= Committee of Hejaz =

Former Islamic organization based in Dutch East Indies

Committee (or Commission) of Hejaz, (Komite or Komisi Hijaz) was a committee formed by several Indonesian Ulama in 1926 to send a delegation to Saudi Arabia because of concerns to the plans to ban visits by Muslims of other mazhabs to Mecca and Madina and to relocate the tomb of Muhammad by the newly created Bani Sa'ud kingdom. This small committee was the forerunner to the birth of NU organization.

==Origins==
Since Ibn Saud conquered Hejaz area (which includes Mecca and Medina) in around 1924 and became the first king of the monarch of Saudi Arabia, Wahhabism sect became the dominant sect in the area. Other Islamic groups were banned to teach their mazhabs, even some of their scholars were jailed or killed. The ban created a mass exodus of scholars from around the world who came to these places to study and teach. They moved or returned to their respective countries, including scholars from Indonesia.

As initiative of Abdul Wahab Hasbullah, a small committee was formed to persuade and to submit some requests to Ibn Saud. The committee was under the approval of Hasyim Asy'ari. The members of the Committee were Wahab Habullah (advisor), Mashuri (advisor), Khalil (advisor), Hasan Gipo (chairman), Hasan Syamil (Vice Chairman), Muhammad Shadiq (Secretary), and Abdul Halim (Assistant).

==Activities==
The main tasks of the Committee were to deliver concerns, formulate opinions and sum up the sights of Ahlul Sunnah scholars regarding the issues to be delivered to the new Ruler of Saudi Arabia, to form a delegation to go to the Hejaz and to contact other Islamic scholars in Java and Madura.

The first meeting was held on January 31, 1926 on Kertopaten street in Surabaya and attended by several Indonesian Ulama such as Hasyim Asy'ari, Bisri Syansuri of Jombang, Asnawi of Kudus, Nawawi of Pasuruan, Ridwan of Semarang, Maksum of Lasem, Nahrawi of Malang, Ndoro Munthaha of Bangkalan, Hamid Faqih of Gresik, Abdul Halim of Cirebon, Ridwan Abdullah, Mas Alwi and Abdullah Ubeid of Surabaya, Sheikh Ahmad Ghana'im of Egypt and others.
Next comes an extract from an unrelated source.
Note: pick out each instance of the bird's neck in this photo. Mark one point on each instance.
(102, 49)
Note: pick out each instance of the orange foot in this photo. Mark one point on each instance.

The formed delegation successfully sent their voice to Ibn Saud in 1928 with result that Ibn Saud deliberated the future pilgrimage and the holy cities. After its main task was done, they initially planned to dissolve the Committee, but Hasyim Asy'ari prevented so and suggested to make it become a permanent organization. Since then, the Committee transformed to a new organization called Nahdlatul Ulama.